Goal Focused Care: How To Choose The Most Appropriate Healthcare While In Hospital

Planning for the future is something many do everyday.  Healthcare is no different. Every patient has the right to participate when deciding what kind of medical care is appropriate for them. This information is being offered to help patients and families in hospital clarify healthcare related goals and make important decisions about medical treatment.

How do the goals of medical care relate to your Quality of Life?
Ethically, the goals of medicine are to relieve pain, cure disease, prevent untimely death, maintain present health, educate and counsel patients about their illness and avoid harm while giving medical care. Personal goals shape our expectations and priorities allowing us to make appropriate decisions based on our health condition.  
Usually, when a person becomes sick, the goal is to ‘get better’ so a patient can return to their previous quality of life.
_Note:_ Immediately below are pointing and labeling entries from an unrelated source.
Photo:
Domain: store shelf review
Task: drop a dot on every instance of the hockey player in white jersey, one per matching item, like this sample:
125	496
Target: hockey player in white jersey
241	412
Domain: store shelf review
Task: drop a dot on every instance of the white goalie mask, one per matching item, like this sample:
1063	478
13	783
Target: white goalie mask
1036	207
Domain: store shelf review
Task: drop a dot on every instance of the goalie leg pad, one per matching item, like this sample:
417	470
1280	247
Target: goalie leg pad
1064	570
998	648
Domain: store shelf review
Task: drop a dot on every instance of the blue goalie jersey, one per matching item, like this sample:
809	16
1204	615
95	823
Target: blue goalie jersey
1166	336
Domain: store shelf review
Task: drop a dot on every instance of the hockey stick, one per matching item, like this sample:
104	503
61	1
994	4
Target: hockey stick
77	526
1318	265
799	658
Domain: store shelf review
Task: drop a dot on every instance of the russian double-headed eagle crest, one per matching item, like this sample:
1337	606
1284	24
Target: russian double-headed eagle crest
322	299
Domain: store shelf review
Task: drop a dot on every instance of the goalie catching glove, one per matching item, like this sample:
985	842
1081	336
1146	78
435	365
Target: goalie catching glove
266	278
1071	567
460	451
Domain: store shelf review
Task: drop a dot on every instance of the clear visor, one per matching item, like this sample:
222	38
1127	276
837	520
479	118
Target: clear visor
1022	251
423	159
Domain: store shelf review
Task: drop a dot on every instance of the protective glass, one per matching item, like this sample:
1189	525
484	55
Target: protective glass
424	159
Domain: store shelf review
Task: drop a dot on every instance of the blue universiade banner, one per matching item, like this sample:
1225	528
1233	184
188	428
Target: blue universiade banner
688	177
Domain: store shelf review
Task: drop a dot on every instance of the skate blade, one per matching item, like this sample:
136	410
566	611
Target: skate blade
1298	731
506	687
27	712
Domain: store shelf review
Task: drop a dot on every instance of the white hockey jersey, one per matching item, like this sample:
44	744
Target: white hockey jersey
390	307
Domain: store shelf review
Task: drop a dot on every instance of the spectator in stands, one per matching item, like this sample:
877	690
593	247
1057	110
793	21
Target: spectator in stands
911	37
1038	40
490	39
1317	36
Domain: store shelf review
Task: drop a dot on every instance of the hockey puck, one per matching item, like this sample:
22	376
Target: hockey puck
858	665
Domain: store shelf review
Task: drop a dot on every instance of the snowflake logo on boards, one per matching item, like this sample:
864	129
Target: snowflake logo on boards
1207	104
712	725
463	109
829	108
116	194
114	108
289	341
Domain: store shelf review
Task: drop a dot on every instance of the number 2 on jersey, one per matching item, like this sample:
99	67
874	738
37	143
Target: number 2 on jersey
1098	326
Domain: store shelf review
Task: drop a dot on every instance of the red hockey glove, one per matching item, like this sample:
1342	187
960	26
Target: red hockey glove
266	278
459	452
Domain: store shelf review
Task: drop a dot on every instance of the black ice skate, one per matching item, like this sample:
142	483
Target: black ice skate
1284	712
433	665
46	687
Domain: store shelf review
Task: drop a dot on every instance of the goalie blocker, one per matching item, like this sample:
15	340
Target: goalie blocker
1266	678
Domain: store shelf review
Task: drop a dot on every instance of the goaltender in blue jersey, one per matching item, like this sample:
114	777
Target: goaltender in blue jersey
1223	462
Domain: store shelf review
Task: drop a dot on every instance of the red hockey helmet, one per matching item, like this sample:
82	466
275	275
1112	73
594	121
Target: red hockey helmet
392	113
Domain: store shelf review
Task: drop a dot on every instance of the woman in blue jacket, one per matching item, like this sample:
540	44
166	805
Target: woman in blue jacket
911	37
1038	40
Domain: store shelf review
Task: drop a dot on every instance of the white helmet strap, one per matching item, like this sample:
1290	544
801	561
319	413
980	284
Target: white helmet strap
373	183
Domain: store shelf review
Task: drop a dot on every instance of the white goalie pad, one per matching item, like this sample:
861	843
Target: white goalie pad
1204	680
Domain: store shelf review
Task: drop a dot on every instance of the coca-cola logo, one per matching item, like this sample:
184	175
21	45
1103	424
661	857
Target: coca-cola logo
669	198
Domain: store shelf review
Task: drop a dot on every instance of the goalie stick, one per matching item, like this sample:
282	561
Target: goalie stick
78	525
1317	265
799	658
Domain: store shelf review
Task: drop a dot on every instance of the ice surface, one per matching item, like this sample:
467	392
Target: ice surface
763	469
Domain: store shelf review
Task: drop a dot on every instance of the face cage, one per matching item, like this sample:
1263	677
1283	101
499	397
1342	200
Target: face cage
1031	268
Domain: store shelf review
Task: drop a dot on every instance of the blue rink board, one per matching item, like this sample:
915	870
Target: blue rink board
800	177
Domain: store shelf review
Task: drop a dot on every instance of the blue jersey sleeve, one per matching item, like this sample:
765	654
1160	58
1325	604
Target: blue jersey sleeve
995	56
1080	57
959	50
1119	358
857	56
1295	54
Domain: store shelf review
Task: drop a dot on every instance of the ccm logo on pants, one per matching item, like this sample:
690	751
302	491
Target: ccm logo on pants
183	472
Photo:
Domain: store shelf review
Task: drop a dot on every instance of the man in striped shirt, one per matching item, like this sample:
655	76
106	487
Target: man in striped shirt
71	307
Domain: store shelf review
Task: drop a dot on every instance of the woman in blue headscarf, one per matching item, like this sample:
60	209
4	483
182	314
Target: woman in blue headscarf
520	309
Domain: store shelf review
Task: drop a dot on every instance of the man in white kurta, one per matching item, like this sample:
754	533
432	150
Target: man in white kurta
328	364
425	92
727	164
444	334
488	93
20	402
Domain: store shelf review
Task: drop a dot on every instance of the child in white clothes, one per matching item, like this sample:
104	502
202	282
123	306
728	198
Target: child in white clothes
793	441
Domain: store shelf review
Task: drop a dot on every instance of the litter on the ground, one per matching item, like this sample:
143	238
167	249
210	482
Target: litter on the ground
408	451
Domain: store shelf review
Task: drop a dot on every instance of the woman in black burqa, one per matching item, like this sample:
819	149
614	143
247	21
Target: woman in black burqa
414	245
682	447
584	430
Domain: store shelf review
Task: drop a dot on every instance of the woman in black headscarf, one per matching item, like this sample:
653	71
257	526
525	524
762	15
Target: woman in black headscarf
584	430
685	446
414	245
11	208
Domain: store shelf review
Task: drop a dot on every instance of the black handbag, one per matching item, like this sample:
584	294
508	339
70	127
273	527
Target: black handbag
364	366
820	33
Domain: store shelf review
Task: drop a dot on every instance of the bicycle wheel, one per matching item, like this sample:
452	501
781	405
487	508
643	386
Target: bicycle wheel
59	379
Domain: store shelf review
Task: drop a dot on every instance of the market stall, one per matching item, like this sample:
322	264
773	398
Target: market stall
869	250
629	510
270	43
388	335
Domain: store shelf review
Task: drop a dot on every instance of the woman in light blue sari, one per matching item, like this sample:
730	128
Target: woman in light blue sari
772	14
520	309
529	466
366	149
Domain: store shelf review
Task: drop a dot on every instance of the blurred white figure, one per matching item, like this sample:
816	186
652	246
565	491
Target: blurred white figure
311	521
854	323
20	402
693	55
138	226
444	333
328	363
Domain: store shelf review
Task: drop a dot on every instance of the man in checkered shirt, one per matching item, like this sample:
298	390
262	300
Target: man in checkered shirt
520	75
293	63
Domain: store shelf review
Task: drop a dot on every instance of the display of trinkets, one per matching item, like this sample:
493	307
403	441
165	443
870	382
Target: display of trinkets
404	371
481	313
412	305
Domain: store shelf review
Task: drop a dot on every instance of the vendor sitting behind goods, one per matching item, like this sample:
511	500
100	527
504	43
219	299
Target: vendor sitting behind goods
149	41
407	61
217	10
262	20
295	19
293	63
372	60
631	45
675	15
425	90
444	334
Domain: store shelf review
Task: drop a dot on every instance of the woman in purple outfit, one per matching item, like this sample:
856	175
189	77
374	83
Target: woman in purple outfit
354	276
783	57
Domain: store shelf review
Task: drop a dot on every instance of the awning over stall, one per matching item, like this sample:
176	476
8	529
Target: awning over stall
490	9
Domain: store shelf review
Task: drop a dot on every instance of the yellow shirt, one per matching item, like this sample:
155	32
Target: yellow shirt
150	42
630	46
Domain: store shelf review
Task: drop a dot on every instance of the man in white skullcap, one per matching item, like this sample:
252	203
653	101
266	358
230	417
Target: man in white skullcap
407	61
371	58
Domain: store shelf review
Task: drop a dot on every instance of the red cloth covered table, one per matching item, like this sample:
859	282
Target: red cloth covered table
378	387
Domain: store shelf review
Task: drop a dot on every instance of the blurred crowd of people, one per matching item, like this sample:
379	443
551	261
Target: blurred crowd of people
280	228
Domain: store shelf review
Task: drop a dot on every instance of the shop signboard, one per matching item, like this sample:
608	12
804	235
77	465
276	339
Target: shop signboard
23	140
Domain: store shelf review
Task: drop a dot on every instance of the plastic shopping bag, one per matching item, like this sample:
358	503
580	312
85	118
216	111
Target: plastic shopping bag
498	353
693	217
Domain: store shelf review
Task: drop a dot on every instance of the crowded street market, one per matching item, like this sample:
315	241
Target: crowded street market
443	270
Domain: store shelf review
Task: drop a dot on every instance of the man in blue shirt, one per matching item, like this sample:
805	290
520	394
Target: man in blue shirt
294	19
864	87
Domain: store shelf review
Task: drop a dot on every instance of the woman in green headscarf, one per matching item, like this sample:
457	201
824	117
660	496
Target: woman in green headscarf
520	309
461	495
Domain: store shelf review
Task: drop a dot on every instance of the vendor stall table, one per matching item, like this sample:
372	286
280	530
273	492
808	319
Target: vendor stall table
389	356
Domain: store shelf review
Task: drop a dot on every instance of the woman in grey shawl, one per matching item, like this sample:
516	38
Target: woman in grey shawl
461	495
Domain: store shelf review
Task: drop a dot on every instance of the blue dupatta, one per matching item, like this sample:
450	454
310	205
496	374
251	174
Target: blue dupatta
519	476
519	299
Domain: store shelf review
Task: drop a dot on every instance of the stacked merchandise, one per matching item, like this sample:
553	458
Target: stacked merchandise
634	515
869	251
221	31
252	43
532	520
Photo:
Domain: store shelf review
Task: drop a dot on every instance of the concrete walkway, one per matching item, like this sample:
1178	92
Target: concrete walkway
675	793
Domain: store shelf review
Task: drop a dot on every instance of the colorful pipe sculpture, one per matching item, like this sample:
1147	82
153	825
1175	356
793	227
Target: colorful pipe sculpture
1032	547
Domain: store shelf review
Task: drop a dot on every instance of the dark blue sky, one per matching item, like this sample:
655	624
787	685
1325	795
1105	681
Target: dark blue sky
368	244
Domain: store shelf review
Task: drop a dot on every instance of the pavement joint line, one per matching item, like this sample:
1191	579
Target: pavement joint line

However, for those with chronic (long term) illness, that goal may change to maintain one’s present health and a desired level of comfort. And then, for those who develop serious or terminal diseases, they usually see relief from pain and suffering as their primary healthcare goal.
Choosing a healthcare goal might seem confusing or unnecessary at first because it is simple to say that everyone wants to ‘get better’.  But, everyone’s circumstances vary and what’s important for your quality of life may be different from others; knowing ahead of time can help you decide on the most appropriate healthcare goal – so that you don’t receive treatments you don’t want.  For example, you may feel that being on a breathing machine permanently is not the way to live the rest of your life and therefore this would not be your idea of a good quality of life.
One definition of quality of life is:  finding an acceptable way to live in the most independent way possible with the least amount of suffering.

Helpful vs. Harmful Treatments
Depending on your idea about quality of life, some treatments such as CPR (Cardio-Pulmonary Resuscitation), which are intended to help may actually cause harm.  For instance, a senior with an incurable cancer and who has been seriously ill, will not benefit from something like CPR.  To receive CPR when it is not medically helpful can be viewed as harmful.  Non-beneficial care is ‘clinical care that has a less than 5% chance of survival’ or is ‘when desired goals cannot be reached’.  Thus, since less than 5% of such patients can be resuscitated successfully, by definition CPR is a non-beneficial treatment for them.  (See handout “Allowing for Natural Death – Myth & Reality”.)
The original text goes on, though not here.